I speculate that the design language within modern architecture that is often called the “International Style” - a language characterized by industrial components, simple details, and lack of ornament - was not only an artistic or social movement. It arose partly because the architect could not maintain control over the production of buildings that required details that could only be produced well through traditional craftsmanship. Since the culture of traditional craftsmanship was fast disappearing, the only way the architect could maintain control was through the development of a style that much better allowed for “control at a distance” than historical styles. The buildings that prevailed throughout most of the twentieth century are as much the result of a particular mode of architectural production as they are of aesthetic preference or social demand. This is of course connected to the industrial production of buildings, but the critical point here is that the imperative of building in this way may have come at least partly through the constraints of time and efficiency that were being felt in practice.
In the early 1890s, the prominent New York firm of McKim Mead and White designed a building called the Metropolitan Club on the upper East Side of Manhattan, at Fifth Avenue and 60th Street.
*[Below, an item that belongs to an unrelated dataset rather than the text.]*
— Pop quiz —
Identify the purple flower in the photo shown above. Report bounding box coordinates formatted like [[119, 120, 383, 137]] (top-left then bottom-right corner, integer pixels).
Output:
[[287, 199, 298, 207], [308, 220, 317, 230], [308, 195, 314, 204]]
McKim Mead and White were New York’s most prominent practitioners of the Beaux-Arts style, an interpretation of classical architecture that seemed particularly suited for the new moneyed elite of New York, who built banks, houses, and rich men’s clubs like the Metropolitan Club. The documents connected with the construction of this building are now housed at the New-York Historical Society. These documents include letters, contracts, estimates, bids, and communications of all kinds between the architects, and their clients, suppliers, builders, contractors and other players.